Joyce Garrard, an Alabama woman who was sentenced to life in prison for the 2012 murder of her 9-year-old granddaughter, died Friday, less than a year into her sentence.
The cause of her death remains unclear, but Garrard was suffering from health complications at the time. She collapsed Sunday at the Julia Tutwiler Prison for Women in Wetumpka sometime after a visitation with her family, reported NBC's Alabama WVTM-TV. Prison guards found her unresponsive, and she suffered a heart attack soon after. She was given emergency care after being found to be brain dead and then airlifted to Jackson Hospital, where she remained on life support until she died Friday.
"This is another loss for a family that already has lost so much," defense attorney Dani Bone said.

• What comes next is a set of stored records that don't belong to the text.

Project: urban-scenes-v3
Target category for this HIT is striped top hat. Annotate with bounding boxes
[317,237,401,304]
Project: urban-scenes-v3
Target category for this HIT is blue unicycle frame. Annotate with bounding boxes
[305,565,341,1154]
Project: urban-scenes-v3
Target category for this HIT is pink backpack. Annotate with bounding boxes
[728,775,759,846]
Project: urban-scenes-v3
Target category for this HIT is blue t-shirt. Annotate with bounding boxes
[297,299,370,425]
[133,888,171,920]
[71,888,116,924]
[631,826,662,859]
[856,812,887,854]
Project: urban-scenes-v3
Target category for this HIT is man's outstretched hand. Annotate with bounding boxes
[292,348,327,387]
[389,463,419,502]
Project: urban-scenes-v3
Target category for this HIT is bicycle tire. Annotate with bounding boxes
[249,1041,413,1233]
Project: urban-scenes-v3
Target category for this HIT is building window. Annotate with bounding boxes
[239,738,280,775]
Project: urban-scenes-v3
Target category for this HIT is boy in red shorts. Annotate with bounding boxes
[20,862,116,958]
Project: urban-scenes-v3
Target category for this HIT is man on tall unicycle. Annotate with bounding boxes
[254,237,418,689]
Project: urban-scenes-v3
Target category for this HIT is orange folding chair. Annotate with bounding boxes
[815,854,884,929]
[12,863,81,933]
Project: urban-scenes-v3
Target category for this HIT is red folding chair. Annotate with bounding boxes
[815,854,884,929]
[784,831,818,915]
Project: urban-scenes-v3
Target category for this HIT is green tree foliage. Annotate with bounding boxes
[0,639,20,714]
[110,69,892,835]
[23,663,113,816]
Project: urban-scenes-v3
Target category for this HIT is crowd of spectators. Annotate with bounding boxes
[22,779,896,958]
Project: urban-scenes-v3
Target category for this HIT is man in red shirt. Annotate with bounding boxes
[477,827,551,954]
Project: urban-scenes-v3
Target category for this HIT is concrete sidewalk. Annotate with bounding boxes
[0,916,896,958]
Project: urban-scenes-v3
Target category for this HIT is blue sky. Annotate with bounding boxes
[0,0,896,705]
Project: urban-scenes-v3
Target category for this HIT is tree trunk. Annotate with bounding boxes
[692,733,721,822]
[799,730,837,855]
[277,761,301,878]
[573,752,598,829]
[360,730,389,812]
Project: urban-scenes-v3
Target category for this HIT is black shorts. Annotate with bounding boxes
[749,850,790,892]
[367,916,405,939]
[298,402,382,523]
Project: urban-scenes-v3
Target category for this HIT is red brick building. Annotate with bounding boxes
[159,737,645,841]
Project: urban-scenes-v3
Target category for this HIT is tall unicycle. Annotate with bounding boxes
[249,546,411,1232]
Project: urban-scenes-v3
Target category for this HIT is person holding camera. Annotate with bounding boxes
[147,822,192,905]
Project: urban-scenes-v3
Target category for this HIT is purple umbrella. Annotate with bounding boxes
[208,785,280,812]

Garrard was sentenced to life in prison without parole in March 2015 after she was convicted for capital murder in the death of her 9-year-old granddaughter Savannah Hardin after she made her run as punishment for lying about eating candy, reported Alabama.com. She was rushed to the hospital after losing consciousness and died after never regaining it. Evidence at the trial revealed that Hardin had been forced to run for more than three hours without rest.
Garrard argued that she never intended to harm Hardin and was running alongside her while they talked about the importance of telling the truth.
"If she was running, I was running," Garrard said, noting that she was also trying to teach her granddaughter how to run faster in school races.
However, prosecutors gave a different account of the incident, calling Garrard the "drill sergeant from hell" and described the child's death as agony imposed by a woman she loved and trusted - an account that jurors ultimately believed.
"She was tortured," prosecutor Carol Griffith told jurors in closing arguments, according to the Associated Press.
Tragedy has befallen the family for a third time with this death, and a fourth may be just around the corner, as Jessica Mae Hardin, child's stepmother, is set for trial in June on a murder charge for allegedly failing to stop the punishment. She has pleaded not guilty to the charge.